# submissions from mount?



## Adam S (May 6, 2009)

Hi,

I've been training MMA (mainly focussed on ground work - submission grappling) for about 3 months. In our sparring sessions we don't use strikes yet as most of us are pretty new to training. I often find myself pulling guard as I know lots more submissions from there than mount, but due to the fact i'm pretty light if someone gets passed my guard and puts all their weight on me it takes most of the round to work back to a decent position. Basically wondered if anyone knows any decent subs from mount so I can be more effective when I get it? any thing other than armbar and gogoplata from mount...?

Thanks


----------



## danbar (Apr 14, 2009)

from mount you can achieve a wrist lock, knee on sternum and pull head up. forearm choke. Strangle him (jokes) erm.... can't remember any more


----------



## tam (Jun 7, 2008)

From mount i like armbar, kimura, guillotine and last class i tried a triangle.

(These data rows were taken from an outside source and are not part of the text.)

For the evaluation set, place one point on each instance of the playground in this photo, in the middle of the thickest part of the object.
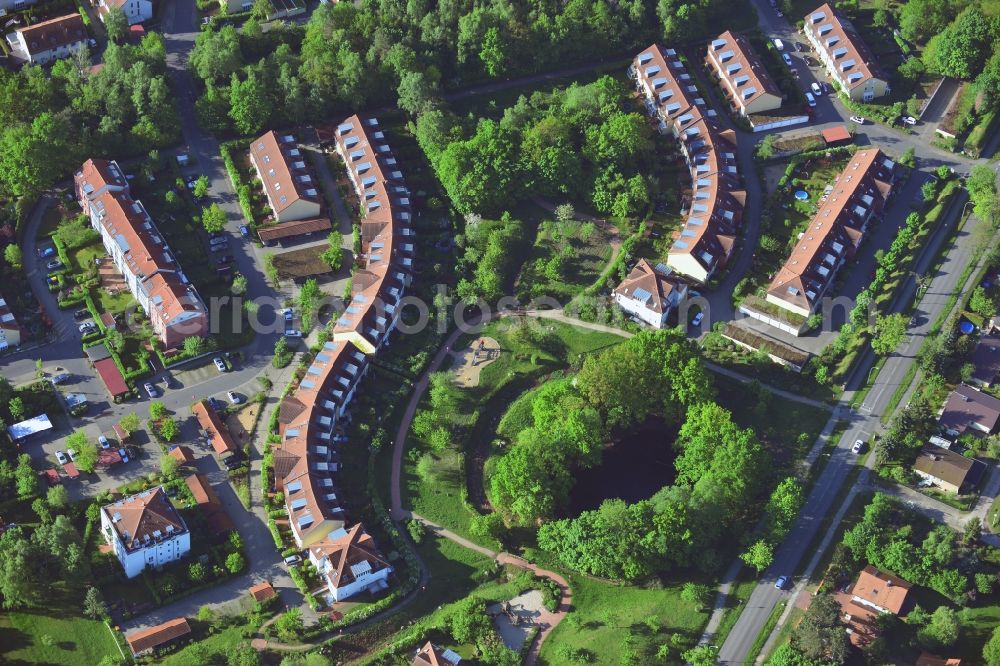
(470, 361)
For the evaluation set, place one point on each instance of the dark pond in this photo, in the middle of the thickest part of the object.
(634, 467)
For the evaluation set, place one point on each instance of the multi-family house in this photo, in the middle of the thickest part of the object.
(706, 241)
(10, 330)
(858, 194)
(650, 293)
(742, 75)
(145, 530)
(289, 187)
(387, 237)
(49, 40)
(136, 11)
(846, 57)
(137, 248)
(349, 563)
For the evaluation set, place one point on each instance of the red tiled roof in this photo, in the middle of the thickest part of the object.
(262, 591)
(147, 639)
(54, 33)
(111, 376)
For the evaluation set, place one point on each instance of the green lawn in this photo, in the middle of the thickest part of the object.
(439, 496)
(607, 616)
(73, 640)
(213, 648)
(566, 258)
(786, 428)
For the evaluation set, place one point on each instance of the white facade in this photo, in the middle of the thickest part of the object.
(154, 554)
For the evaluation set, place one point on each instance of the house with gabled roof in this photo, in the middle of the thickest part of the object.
(707, 240)
(349, 563)
(742, 76)
(43, 42)
(289, 187)
(145, 530)
(835, 232)
(650, 293)
(432, 655)
(847, 59)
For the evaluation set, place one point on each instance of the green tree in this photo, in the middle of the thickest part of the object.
(25, 477)
(235, 563)
(289, 625)
(890, 330)
(249, 106)
(759, 555)
(168, 466)
(991, 651)
(942, 631)
(201, 186)
(169, 429)
(93, 604)
(12, 255)
(16, 407)
(57, 497)
(213, 218)
(116, 24)
(130, 422)
(696, 594)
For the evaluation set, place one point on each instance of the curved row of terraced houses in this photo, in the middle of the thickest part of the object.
(708, 237)
(306, 461)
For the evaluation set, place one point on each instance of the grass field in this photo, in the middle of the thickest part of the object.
(35, 638)
(610, 619)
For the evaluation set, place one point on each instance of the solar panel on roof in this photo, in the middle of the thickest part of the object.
(642, 295)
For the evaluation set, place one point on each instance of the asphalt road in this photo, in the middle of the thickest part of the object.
(867, 420)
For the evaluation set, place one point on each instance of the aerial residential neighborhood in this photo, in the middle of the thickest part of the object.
(500, 333)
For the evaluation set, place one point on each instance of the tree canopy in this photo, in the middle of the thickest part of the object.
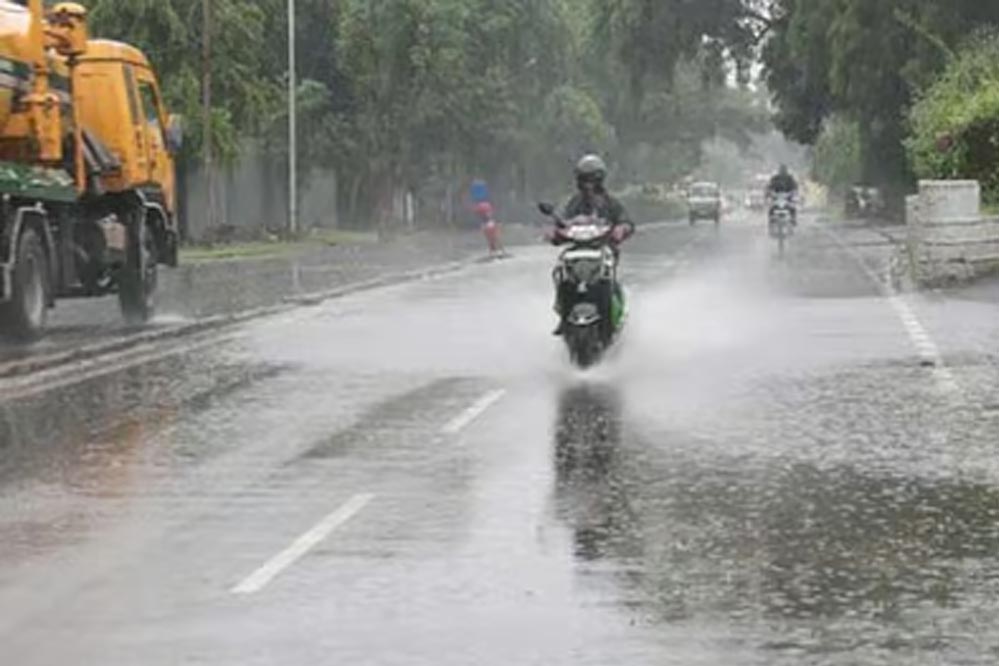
(866, 62)
(421, 94)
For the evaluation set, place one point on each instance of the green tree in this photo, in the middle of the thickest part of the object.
(866, 61)
(955, 124)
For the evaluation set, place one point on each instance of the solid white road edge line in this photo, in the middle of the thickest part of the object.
(259, 579)
(477, 409)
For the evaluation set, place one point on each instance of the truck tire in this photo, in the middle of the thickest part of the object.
(23, 318)
(138, 277)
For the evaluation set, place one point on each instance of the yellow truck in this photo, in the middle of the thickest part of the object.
(87, 189)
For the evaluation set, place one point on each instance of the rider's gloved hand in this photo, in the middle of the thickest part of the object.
(620, 233)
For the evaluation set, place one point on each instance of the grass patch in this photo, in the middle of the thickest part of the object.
(276, 248)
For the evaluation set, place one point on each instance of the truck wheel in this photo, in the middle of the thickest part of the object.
(138, 277)
(23, 318)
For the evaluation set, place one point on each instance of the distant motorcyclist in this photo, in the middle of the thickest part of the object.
(591, 199)
(784, 183)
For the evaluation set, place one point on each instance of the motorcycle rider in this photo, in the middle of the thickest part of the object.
(784, 183)
(591, 199)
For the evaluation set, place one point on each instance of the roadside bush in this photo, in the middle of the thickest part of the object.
(955, 124)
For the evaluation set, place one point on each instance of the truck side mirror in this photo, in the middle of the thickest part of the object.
(174, 134)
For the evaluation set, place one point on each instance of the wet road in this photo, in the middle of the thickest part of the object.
(768, 471)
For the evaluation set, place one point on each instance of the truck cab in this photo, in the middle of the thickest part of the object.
(87, 184)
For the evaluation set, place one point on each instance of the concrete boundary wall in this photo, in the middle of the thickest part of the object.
(949, 240)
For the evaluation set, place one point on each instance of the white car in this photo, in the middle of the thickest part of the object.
(704, 202)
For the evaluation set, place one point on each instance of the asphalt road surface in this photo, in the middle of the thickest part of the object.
(782, 463)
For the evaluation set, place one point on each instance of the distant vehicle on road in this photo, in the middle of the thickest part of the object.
(704, 202)
(756, 194)
(863, 201)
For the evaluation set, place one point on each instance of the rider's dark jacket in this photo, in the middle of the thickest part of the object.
(600, 204)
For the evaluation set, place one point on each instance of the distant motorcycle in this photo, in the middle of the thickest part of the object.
(783, 214)
(585, 280)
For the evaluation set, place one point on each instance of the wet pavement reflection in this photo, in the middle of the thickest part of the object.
(761, 475)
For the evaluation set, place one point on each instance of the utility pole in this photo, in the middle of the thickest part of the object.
(292, 125)
(206, 110)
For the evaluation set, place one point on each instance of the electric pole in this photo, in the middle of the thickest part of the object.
(206, 111)
(292, 125)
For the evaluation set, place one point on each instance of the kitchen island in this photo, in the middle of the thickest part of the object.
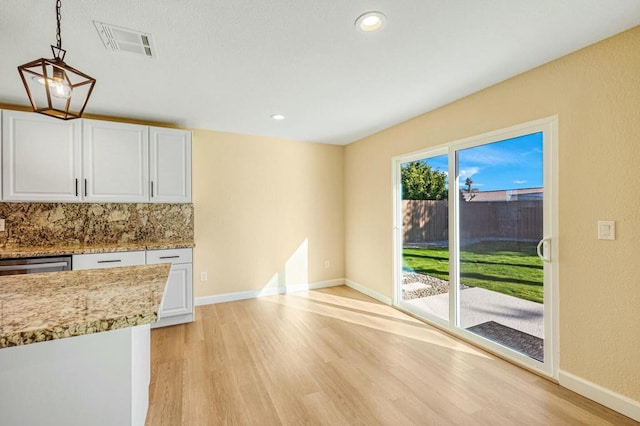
(74, 345)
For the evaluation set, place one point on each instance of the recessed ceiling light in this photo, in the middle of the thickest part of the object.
(370, 21)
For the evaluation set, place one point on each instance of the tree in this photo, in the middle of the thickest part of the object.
(421, 182)
(470, 195)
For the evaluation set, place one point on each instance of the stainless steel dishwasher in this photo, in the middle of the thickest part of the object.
(35, 265)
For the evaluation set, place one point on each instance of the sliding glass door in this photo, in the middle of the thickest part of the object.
(477, 257)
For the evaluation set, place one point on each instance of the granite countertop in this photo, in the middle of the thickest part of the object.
(62, 249)
(39, 307)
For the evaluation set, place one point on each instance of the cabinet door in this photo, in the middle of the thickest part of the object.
(178, 296)
(170, 165)
(40, 158)
(115, 162)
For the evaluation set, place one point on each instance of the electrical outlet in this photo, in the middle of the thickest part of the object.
(606, 230)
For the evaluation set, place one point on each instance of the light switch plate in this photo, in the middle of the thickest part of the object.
(606, 230)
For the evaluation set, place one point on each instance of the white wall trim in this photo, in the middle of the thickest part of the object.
(251, 294)
(371, 293)
(606, 397)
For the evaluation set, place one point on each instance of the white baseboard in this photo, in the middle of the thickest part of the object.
(242, 295)
(371, 293)
(606, 397)
(314, 286)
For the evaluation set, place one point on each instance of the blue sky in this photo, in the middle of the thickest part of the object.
(508, 164)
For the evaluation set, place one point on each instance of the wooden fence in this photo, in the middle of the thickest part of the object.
(428, 221)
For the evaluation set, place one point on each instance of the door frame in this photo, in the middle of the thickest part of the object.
(549, 128)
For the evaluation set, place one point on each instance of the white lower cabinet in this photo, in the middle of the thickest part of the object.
(107, 260)
(177, 301)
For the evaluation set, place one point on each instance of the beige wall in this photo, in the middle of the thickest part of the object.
(596, 95)
(268, 212)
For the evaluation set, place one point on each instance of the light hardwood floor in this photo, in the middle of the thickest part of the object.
(337, 357)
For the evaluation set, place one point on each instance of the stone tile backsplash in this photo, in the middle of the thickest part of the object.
(51, 224)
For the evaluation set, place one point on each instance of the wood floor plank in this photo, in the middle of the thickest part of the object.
(336, 357)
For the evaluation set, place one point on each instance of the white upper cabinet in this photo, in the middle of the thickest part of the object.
(41, 158)
(170, 165)
(115, 162)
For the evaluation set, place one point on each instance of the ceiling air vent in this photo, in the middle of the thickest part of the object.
(118, 39)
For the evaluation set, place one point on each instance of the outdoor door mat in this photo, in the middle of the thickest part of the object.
(524, 343)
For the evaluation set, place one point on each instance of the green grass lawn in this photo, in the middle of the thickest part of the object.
(511, 268)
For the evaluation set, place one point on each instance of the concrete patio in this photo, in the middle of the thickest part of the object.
(478, 305)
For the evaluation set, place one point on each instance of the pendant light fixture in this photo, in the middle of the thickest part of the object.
(54, 88)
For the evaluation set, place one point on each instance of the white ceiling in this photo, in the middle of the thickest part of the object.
(228, 65)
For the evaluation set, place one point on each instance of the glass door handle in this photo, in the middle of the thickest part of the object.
(544, 249)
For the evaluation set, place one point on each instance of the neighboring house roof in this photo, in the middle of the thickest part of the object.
(505, 195)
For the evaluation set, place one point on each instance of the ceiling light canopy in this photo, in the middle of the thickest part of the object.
(370, 21)
(54, 88)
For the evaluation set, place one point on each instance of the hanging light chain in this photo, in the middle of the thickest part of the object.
(58, 19)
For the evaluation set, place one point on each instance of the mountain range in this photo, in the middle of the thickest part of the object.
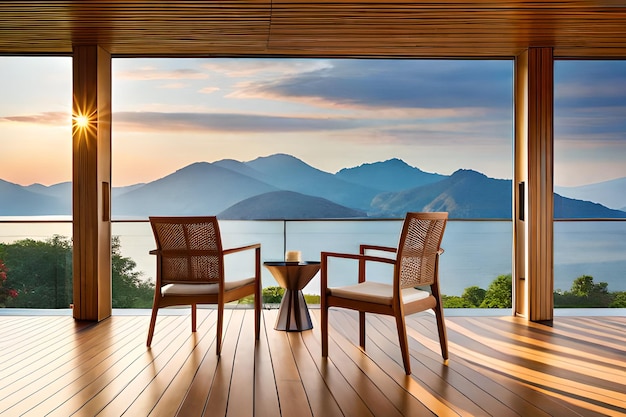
(281, 186)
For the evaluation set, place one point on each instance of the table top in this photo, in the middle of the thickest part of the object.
(284, 263)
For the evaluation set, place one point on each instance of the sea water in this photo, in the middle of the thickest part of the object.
(476, 252)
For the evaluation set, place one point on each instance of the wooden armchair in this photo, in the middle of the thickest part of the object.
(190, 270)
(416, 264)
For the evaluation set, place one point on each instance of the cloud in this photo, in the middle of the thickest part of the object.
(416, 84)
(247, 67)
(590, 84)
(153, 73)
(208, 90)
(45, 118)
(226, 122)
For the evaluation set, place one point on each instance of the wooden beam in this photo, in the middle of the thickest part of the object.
(534, 167)
(91, 183)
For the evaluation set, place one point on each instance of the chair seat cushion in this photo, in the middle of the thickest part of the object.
(199, 289)
(376, 292)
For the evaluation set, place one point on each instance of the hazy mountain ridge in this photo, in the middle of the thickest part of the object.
(282, 186)
(611, 194)
(391, 175)
(284, 204)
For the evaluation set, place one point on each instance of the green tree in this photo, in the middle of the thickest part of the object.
(454, 301)
(619, 300)
(582, 286)
(128, 289)
(474, 295)
(41, 272)
(584, 294)
(500, 293)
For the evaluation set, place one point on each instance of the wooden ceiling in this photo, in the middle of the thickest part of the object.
(317, 28)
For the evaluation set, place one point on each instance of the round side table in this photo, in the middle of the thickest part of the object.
(293, 314)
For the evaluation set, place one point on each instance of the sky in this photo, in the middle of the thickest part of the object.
(436, 115)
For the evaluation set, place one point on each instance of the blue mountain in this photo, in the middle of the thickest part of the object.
(282, 186)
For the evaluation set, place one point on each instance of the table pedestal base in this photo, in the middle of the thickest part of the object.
(293, 315)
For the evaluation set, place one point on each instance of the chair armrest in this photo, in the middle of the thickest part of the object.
(242, 248)
(357, 256)
(361, 258)
(363, 248)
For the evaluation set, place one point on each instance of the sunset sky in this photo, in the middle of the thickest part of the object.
(436, 115)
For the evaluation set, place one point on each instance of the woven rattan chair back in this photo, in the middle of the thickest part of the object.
(191, 249)
(419, 244)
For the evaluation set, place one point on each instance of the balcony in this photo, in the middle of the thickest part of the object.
(499, 366)
(476, 251)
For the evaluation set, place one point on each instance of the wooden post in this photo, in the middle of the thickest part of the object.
(533, 201)
(91, 183)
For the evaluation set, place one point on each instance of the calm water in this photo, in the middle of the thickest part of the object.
(476, 252)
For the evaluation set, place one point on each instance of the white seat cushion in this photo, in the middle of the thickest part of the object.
(198, 289)
(376, 292)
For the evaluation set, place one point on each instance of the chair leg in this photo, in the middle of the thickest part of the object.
(155, 309)
(218, 336)
(193, 318)
(441, 327)
(404, 343)
(362, 329)
(258, 301)
(324, 329)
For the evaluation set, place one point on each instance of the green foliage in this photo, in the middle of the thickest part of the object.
(499, 293)
(454, 301)
(41, 272)
(474, 296)
(619, 300)
(586, 294)
(128, 289)
(6, 293)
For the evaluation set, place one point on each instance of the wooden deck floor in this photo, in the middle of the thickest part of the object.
(499, 366)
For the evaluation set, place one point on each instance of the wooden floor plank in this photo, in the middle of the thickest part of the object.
(219, 395)
(241, 395)
(265, 393)
(499, 366)
(292, 397)
(169, 403)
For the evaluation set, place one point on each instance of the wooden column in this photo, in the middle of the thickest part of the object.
(533, 264)
(91, 183)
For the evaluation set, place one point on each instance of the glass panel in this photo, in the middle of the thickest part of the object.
(590, 149)
(35, 175)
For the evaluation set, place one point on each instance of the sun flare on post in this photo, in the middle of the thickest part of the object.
(82, 122)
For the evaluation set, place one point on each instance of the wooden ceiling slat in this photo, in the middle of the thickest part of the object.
(401, 28)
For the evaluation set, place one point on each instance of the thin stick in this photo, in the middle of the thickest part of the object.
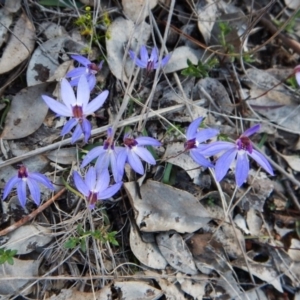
(32, 215)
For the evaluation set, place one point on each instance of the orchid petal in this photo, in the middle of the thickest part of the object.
(145, 141)
(297, 76)
(242, 168)
(132, 55)
(121, 161)
(109, 192)
(68, 126)
(200, 159)
(41, 179)
(77, 133)
(251, 130)
(140, 63)
(116, 169)
(83, 92)
(262, 161)
(97, 151)
(144, 54)
(192, 129)
(154, 55)
(206, 134)
(216, 147)
(86, 128)
(58, 107)
(165, 60)
(96, 103)
(77, 72)
(224, 162)
(144, 154)
(103, 161)
(21, 191)
(90, 178)
(67, 93)
(109, 132)
(34, 191)
(10, 184)
(80, 184)
(135, 162)
(81, 59)
(91, 78)
(102, 181)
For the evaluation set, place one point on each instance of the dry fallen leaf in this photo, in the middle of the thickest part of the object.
(163, 207)
(147, 253)
(183, 160)
(6, 20)
(65, 156)
(22, 121)
(176, 252)
(20, 45)
(44, 61)
(27, 238)
(137, 10)
(179, 57)
(20, 269)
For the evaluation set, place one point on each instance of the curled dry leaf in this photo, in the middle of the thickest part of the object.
(118, 34)
(123, 290)
(44, 61)
(162, 207)
(147, 253)
(294, 251)
(20, 269)
(217, 92)
(292, 160)
(22, 121)
(169, 287)
(137, 10)
(292, 4)
(65, 156)
(264, 272)
(179, 57)
(176, 252)
(20, 45)
(183, 160)
(6, 20)
(27, 238)
(130, 290)
(278, 105)
(195, 289)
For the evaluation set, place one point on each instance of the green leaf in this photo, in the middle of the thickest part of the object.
(10, 260)
(60, 3)
(83, 245)
(167, 173)
(71, 243)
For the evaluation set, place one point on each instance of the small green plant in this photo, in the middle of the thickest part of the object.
(101, 235)
(87, 25)
(201, 70)
(7, 256)
(210, 201)
(225, 29)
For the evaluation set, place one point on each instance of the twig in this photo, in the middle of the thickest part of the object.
(32, 215)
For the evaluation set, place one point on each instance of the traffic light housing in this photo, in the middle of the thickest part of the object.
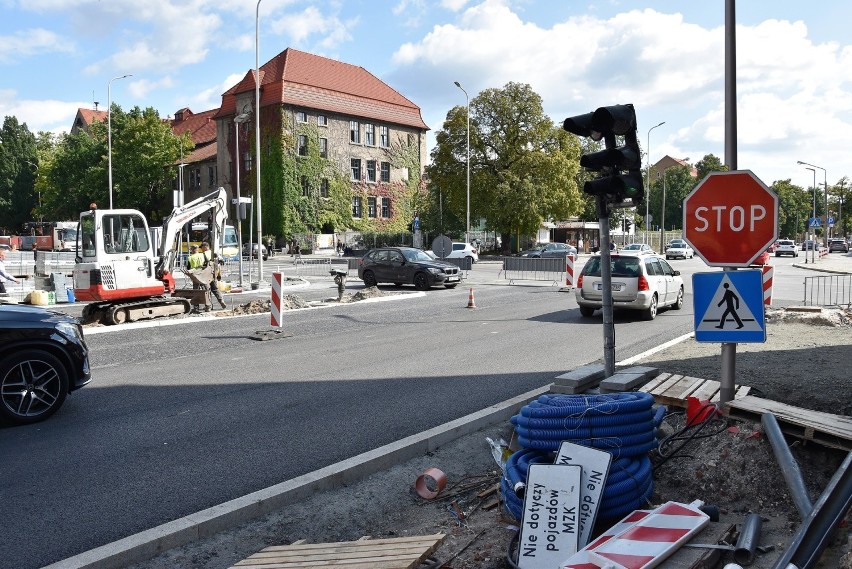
(620, 183)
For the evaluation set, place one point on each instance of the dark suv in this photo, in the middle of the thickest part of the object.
(406, 265)
(43, 358)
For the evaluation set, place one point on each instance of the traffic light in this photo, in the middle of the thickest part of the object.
(620, 184)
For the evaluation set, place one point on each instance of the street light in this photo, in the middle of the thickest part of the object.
(109, 130)
(238, 120)
(257, 139)
(467, 104)
(648, 193)
(825, 184)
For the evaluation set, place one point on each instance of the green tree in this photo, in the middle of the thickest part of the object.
(710, 163)
(18, 170)
(523, 168)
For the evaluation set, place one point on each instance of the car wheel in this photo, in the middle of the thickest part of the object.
(421, 282)
(651, 312)
(679, 301)
(369, 279)
(33, 386)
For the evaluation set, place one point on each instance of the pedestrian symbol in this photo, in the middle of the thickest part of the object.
(729, 307)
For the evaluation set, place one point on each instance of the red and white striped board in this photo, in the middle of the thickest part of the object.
(642, 540)
(767, 284)
(569, 271)
(275, 305)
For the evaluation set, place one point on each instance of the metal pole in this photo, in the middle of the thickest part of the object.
(648, 192)
(109, 131)
(729, 350)
(467, 104)
(257, 139)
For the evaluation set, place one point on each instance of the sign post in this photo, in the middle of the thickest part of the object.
(730, 218)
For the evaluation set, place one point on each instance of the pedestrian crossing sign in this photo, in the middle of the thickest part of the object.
(729, 306)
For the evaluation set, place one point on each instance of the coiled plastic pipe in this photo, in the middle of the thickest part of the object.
(622, 424)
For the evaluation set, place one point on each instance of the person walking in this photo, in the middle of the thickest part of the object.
(4, 276)
(212, 259)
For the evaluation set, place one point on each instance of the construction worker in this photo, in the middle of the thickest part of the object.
(210, 258)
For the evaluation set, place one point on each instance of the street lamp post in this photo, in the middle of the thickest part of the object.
(238, 120)
(109, 130)
(825, 185)
(467, 104)
(257, 139)
(648, 192)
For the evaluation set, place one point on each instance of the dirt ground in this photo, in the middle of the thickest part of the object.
(805, 363)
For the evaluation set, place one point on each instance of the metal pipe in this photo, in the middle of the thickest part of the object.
(748, 541)
(829, 510)
(788, 464)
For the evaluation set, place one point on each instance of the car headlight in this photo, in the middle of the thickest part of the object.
(69, 330)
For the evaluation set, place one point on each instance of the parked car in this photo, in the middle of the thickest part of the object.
(838, 245)
(43, 358)
(253, 250)
(406, 265)
(549, 250)
(786, 247)
(638, 249)
(643, 283)
(680, 249)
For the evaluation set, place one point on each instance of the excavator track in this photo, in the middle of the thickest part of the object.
(123, 312)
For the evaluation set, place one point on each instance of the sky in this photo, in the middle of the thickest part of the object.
(666, 57)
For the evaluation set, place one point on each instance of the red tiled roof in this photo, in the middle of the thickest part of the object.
(201, 127)
(302, 79)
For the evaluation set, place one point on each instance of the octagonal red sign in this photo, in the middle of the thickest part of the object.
(730, 218)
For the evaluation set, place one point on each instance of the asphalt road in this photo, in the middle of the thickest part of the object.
(179, 418)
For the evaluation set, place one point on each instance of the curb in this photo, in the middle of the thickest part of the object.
(152, 542)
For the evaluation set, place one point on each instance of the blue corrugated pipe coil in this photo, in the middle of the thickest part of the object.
(622, 424)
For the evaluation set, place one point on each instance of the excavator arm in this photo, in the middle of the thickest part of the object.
(180, 216)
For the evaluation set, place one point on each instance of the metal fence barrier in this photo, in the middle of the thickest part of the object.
(831, 290)
(533, 269)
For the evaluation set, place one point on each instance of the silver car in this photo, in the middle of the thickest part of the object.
(645, 283)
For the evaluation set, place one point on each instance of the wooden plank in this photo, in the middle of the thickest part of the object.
(393, 553)
(648, 387)
(831, 430)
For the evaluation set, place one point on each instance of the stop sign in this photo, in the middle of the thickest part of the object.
(730, 218)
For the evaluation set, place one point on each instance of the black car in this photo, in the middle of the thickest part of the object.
(406, 265)
(43, 358)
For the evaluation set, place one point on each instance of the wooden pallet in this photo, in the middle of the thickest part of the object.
(395, 553)
(674, 389)
(834, 431)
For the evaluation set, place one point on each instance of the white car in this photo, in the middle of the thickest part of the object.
(679, 249)
(786, 247)
(643, 283)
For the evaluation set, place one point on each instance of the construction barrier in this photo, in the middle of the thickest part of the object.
(533, 269)
(275, 306)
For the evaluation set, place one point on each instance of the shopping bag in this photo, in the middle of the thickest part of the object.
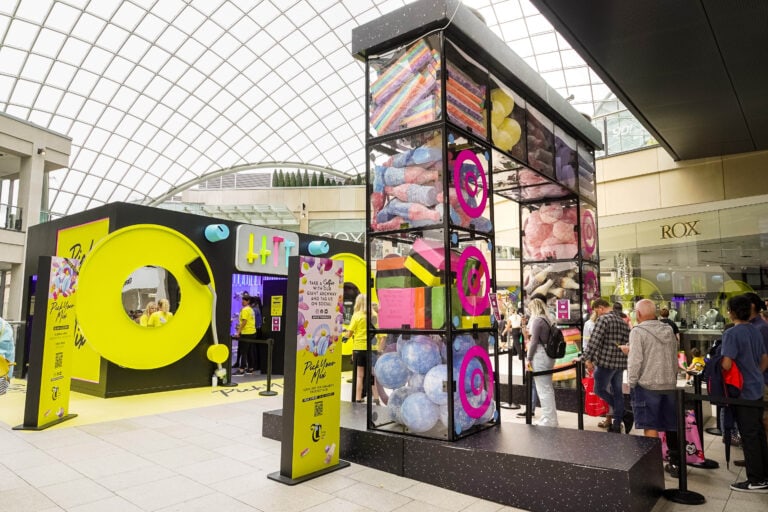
(694, 453)
(593, 404)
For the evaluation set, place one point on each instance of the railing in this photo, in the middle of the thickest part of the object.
(10, 217)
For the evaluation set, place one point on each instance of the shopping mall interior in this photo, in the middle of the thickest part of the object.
(258, 112)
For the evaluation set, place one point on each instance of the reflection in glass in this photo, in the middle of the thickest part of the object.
(150, 296)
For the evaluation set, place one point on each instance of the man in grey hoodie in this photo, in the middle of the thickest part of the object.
(652, 367)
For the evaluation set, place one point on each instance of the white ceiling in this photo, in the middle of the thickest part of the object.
(155, 93)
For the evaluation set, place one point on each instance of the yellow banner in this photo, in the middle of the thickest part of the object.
(59, 341)
(277, 306)
(76, 242)
(318, 366)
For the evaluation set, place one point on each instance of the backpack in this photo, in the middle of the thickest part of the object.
(721, 383)
(555, 345)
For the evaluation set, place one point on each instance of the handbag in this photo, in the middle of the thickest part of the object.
(694, 453)
(593, 404)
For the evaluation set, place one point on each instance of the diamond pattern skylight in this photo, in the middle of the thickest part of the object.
(157, 93)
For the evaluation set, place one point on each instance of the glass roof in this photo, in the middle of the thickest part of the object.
(157, 93)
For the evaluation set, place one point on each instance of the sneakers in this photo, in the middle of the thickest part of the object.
(628, 420)
(747, 486)
(673, 470)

I got it in but didnt get a tap coz he got out but something maybe worth trying.


----------



## Adam S (May 6, 2009)

cheers for the response. What kind of wristlock were you thinking? the one I know figure four (aka key lock, americana) we've only really been shown in side mount...but i suppose you could pull it off from mount but might leave you pretty open to a sweep

Is there a particular/effective way of pulling off the forearm choke? people go for them all the time at my club but never seen anyone tap to one as is too easy to sit it out or escape

thanks again


----------



## Adam S (May 6, 2009)

Tam if possible could you explain how you finish off a kimura from mount? do you have to spin to the side of them once you have it on?

also how do you set up your triangle from mount? I've tried it before but it was very messy!

cheers


----------



## tam (Jun 7, 2008)

Adam S said:


> Tam if possible could you explain how you finish off a kimura from mount?
> 
> also how do you set up your triangle from mount?


Kimura, what i do is set it up from mount and then move to side control to finish it. So get your arms in the right place in mount then use that as a distraction to get to side control and then finish.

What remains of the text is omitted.